The Dietary Guidelines for Americans make it clear that your nutritional needs should be met primarily through your diet. For some people, however, supplements may be a useful way to get nutrients they might otherwise be lacking. But before you go shopping for supplements, get the facts on what they will and won’t do for you.
Some foods you eat have been stripped of most of their nutrients due to poor soil and from the process that refines and manufactures these foods. Many foods you eat are filled with fats, sugars and salts and have very little in the way of essential nutrients and vitamins. Foods today often contain pesticides, fungicides, sulfites and other preservatives. It can take many weeks from the time the food leaves the farm until it reaches your table. During that time, more than half of the nutritional value may be lost.
Supplements vs. whole foods
Supplements aren’t intended to be a food substitute because they can’t replicate all of the nutrients and benefits of whole foods, such as fruits and vegetables. So depending on your situation and your eating habits, dietary supplements may not be worth the expense.
Whole foods offer three main benefits over dietary supplements:
- Greater nutrition. Whole foods are complex, containing a variety of the micronutrients your body needs — not just one. An orange, for example, provides vitamin C plus some beta carotene, calcium and other nutrients. A vitamin C supplement lacks these other micronutrients.
- Essential fiber. Whole foods, such as whole grains, fruits, vegetables and legumes, provide dietary fiber. Most high-fiber foods are also packed with other essential nutrients. Fiber, as part of a healthy diet, can help prevent certain diseases, such as type 2 diabetes and heart disease, and it can also help manage constipation.
- Protective substances. Whole foods contain other substances important for good health. Fruits and vegetables, for example, contain naturally occurring substances called phytochemicals, which may help protect you against cancer, heart disease, diabetes and high blood pressure. Many are also good sources of antioxidants — substances that slow down oxidation, a natural process that leads to cell and tissue damage.
Who needs supplements?
If you’re generally healthy and eat a wide variety of foods, including fruits, vegetables, whole grains, legumes, low-fat dairy products, lean meats and fish, you likely don’t need supplements.
However, the dietary guidelines recommend supplements — or fortified foods — in the following situations:
- Women who may become pregnant should get 400 micrograms a day of folic acid from fortified foods or supplements, in addition to eating foods that naturally contain folate.
- Women who are pregnant should take a prenatal vitamin that includes iron or a separate iron supplement.
- Adults age 50 or older should eat foods fortified with vitamin B-12, such as fortified cereals, or take a multivitamin that contains B-12 or a separate B-12 supplement.

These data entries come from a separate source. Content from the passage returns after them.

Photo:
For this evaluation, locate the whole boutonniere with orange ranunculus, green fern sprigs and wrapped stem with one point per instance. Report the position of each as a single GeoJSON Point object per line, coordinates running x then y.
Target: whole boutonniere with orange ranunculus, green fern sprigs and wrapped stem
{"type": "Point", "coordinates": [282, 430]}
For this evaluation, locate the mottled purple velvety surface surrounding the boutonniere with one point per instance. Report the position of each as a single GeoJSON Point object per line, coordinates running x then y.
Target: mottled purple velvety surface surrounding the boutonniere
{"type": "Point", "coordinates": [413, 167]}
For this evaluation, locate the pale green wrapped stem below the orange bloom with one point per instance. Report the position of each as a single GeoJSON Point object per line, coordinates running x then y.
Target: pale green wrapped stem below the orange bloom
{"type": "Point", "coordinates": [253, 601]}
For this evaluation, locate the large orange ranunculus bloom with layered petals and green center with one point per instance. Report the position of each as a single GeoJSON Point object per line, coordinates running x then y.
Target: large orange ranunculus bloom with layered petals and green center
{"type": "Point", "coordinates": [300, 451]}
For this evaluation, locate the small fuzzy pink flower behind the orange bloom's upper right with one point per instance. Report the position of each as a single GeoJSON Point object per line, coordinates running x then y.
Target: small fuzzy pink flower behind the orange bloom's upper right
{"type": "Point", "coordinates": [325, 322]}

Dietary supplements also may be appropriate if you:
- Don’t eat well or consume less than 1,600 calories a day
- Are a vegan or a vegetarian who eats a limited variety of foods
- Are a woman who experiences heavy bleeding during your menstrual period
- Have a medical condition that affects how your body absorbs or uses nutrients, such as chronic diarrhea, food allergies, food intolerance or a disease of the liver, gallbladder, intestines or pancreas
- Have had surgery on your digestive tract and are not able to digest and absorb nutrients properly
Talk to your doctor or a dietitian about which supplements and what doses might be appropriate for you. Be sure to ask about possible side effects and interactions with any medications you take.
Choosing and using supplements
If you decide to take a vitamin or mineral supplement, consider these factors:
- Check the label. Read labels carefully. Product labels can tell you what the active ingredient or ingredients are, which nutrients are included, the serving size — for example, capsule, packet or teaspoonful — and the amount of nutrients in each serving.

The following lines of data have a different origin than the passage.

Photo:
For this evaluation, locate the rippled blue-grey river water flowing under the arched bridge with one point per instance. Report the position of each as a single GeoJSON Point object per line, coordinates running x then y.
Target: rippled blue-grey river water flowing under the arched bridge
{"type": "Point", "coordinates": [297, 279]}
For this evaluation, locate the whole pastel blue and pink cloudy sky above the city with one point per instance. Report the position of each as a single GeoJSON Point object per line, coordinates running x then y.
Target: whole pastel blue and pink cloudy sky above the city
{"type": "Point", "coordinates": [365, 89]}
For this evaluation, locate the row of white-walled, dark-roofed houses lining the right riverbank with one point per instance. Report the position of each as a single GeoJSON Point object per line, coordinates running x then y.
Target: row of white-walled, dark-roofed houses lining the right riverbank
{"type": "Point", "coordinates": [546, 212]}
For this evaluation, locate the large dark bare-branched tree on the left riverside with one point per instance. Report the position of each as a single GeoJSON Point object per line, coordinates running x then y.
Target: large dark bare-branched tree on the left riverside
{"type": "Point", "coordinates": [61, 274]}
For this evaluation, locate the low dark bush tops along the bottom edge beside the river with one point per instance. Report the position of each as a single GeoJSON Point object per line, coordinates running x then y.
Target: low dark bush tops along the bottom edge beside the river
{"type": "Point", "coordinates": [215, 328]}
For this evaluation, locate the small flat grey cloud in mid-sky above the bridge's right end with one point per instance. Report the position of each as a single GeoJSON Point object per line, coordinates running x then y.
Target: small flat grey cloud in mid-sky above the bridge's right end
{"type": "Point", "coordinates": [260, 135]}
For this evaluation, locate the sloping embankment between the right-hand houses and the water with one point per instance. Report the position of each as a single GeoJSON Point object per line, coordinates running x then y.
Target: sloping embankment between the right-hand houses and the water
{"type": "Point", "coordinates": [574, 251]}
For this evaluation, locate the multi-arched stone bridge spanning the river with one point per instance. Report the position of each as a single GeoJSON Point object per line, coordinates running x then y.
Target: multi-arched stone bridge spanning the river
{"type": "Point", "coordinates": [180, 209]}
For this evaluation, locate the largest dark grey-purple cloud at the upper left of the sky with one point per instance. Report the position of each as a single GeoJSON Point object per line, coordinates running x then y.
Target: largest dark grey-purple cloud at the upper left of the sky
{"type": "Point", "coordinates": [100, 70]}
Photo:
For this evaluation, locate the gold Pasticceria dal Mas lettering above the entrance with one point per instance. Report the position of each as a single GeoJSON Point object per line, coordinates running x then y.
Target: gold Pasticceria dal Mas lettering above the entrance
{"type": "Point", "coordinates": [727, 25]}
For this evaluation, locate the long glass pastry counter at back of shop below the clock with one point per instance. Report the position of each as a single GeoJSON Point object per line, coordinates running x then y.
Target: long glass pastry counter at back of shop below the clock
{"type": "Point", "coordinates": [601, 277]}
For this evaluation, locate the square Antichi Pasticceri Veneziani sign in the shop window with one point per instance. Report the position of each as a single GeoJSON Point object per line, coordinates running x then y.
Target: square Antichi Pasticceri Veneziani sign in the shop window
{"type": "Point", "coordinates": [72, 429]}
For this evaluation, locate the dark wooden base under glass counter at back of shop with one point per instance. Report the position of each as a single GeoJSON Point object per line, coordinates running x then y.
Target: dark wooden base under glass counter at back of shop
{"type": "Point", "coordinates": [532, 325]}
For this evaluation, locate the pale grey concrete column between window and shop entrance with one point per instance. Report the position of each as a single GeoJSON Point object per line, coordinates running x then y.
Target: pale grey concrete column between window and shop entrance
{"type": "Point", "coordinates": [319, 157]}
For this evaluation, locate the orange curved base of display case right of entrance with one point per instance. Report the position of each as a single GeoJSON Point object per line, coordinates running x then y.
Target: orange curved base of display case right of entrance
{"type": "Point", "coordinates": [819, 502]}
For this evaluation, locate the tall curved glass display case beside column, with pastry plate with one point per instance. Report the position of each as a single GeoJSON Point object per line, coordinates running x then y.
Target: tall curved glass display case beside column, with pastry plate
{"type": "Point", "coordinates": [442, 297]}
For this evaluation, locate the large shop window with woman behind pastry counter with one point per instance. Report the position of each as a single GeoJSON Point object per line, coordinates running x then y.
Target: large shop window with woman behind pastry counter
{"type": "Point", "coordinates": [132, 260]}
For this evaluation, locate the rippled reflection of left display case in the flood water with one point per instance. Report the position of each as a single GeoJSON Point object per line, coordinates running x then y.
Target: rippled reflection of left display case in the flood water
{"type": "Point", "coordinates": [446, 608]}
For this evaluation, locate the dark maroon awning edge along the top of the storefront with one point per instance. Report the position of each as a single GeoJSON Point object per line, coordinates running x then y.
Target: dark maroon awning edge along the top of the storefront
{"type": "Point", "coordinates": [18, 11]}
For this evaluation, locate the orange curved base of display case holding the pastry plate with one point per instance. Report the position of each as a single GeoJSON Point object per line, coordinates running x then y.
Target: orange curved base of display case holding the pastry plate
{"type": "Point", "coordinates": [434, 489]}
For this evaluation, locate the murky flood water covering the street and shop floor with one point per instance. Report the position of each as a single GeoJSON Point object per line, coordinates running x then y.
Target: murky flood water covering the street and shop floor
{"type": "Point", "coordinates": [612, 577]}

- Avoid megadoses. In general, choose a multivitamin-mineral supplement that provides about 100 percent of the Daily Value (DV) of all the vitamins and minerals, rather than one which has, for example, 500 percent of the DV for one vitamin and only 20 percent of the DV for another.
- Check expiration dates. Dietary supplements can lose potency over time, especially in hot and humid climates. If a supplement doesn’t have an expiration date, don’t buy it. If your supplements have expired, discard them.

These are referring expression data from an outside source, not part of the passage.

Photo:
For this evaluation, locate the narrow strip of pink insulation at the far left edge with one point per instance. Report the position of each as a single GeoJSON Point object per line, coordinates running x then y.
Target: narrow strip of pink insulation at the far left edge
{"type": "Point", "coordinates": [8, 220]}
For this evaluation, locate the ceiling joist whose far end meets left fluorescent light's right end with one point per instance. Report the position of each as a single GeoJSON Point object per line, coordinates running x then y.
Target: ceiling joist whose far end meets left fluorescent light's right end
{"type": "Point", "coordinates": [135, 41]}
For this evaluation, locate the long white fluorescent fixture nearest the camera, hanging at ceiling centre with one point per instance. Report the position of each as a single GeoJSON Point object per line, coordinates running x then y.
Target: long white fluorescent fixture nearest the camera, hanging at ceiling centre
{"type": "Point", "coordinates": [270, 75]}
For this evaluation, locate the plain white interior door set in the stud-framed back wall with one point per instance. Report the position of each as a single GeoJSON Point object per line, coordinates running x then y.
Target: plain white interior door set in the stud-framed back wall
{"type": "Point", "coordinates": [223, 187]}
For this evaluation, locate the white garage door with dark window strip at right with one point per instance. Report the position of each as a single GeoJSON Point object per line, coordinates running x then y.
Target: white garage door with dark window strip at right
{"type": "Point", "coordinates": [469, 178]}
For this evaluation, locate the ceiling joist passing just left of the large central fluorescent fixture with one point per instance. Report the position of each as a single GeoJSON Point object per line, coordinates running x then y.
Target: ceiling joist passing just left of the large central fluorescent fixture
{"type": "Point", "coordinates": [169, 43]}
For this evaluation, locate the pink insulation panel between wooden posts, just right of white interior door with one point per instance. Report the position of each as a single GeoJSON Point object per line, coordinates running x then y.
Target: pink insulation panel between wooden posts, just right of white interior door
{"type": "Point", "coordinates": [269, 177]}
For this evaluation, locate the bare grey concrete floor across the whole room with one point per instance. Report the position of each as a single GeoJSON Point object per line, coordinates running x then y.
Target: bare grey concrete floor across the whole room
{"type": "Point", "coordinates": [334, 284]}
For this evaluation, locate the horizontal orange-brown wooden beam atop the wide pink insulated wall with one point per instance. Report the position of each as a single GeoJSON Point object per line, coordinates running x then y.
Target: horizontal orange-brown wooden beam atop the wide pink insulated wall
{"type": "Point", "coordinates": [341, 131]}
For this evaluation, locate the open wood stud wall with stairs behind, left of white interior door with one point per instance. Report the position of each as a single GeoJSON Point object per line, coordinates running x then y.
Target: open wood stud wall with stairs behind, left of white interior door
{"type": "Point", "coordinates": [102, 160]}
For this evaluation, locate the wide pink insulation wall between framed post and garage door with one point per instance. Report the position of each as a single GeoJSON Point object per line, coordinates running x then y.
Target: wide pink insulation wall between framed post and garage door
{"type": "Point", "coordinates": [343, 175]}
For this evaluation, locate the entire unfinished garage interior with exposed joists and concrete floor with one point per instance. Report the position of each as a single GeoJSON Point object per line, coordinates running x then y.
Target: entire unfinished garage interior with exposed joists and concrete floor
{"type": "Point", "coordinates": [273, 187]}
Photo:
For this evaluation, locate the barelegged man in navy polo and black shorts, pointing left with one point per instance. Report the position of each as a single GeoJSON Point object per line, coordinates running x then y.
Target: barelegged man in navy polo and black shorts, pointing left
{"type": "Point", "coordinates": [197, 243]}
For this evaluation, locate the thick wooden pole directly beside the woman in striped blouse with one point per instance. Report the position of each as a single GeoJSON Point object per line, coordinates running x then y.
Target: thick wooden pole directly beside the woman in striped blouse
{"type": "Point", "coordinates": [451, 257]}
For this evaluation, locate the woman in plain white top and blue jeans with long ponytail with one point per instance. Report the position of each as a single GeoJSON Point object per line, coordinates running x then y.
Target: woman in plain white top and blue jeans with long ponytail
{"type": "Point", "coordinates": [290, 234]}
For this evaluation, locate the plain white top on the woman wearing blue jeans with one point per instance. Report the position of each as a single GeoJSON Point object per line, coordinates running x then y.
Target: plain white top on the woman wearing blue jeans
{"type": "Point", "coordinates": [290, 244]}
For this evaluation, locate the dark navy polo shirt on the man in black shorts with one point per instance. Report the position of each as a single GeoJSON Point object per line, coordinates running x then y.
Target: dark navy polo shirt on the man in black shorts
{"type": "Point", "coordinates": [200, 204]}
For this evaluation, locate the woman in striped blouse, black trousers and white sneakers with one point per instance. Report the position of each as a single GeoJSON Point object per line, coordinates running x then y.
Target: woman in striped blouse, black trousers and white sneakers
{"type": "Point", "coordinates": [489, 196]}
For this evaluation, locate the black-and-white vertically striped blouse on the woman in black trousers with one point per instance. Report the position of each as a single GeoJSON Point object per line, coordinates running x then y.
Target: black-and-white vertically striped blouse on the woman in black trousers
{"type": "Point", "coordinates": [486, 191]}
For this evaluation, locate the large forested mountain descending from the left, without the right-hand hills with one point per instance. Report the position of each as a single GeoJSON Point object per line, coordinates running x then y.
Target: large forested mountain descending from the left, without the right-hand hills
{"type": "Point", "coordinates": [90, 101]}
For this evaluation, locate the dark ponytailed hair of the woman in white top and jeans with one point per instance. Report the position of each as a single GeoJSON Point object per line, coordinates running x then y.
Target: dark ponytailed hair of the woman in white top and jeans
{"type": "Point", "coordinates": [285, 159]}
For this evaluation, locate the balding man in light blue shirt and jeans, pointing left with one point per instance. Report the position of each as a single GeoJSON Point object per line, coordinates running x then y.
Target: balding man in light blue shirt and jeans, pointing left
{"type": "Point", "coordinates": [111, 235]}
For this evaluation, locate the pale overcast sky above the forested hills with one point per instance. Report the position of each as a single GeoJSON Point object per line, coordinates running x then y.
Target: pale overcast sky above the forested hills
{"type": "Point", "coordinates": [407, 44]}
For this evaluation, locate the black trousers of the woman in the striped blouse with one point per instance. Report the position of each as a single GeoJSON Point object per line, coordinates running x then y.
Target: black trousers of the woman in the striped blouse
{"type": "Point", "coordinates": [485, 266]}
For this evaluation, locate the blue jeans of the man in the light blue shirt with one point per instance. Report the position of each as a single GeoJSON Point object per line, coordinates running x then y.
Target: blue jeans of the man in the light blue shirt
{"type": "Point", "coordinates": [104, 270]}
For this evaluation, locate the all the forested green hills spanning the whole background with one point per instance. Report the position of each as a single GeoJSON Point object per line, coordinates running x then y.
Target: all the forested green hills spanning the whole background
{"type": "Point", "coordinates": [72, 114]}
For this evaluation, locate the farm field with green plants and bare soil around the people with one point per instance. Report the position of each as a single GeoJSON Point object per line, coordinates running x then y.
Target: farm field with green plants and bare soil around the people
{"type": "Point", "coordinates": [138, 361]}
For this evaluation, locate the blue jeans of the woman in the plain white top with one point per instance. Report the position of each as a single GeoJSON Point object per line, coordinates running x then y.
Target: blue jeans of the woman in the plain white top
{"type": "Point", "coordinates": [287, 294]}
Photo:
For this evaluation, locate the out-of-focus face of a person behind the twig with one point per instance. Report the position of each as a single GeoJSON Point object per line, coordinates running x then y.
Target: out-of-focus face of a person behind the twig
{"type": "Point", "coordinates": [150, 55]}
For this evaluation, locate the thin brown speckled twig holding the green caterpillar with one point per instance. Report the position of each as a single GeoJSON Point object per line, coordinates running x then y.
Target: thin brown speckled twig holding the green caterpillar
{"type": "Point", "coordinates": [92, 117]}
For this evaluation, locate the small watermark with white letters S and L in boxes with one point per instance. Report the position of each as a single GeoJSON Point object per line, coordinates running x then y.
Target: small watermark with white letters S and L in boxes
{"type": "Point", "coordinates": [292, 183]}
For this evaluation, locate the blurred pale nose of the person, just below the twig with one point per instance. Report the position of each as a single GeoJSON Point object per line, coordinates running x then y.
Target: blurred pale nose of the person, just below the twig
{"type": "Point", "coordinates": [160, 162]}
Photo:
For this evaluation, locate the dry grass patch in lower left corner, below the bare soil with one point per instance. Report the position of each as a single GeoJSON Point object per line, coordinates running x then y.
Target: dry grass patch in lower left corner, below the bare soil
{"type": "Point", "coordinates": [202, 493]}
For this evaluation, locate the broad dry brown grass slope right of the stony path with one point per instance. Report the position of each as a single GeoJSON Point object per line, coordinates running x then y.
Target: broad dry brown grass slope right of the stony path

- Watch what you eat. Vitamins and minerals are being added to a growing number of foods, including breakfast cereals and beverages. If you’re also taking supplements, you may be getting more than you realize of certain nutrients. Taking more than you need is expensive and can raise your risk of side effects. For example, too much iron can cause nausea and vomiting and may damage the liver and other organs.
Keep up with supplement safety alerts
The Food and Drug Administration (FDA) keeps a list of dietary supplements that are under regulatory review or that have been reported to cause adverse effects. If you’re taking a supplement, it’s a good idea to check the FDA website periodically for updates.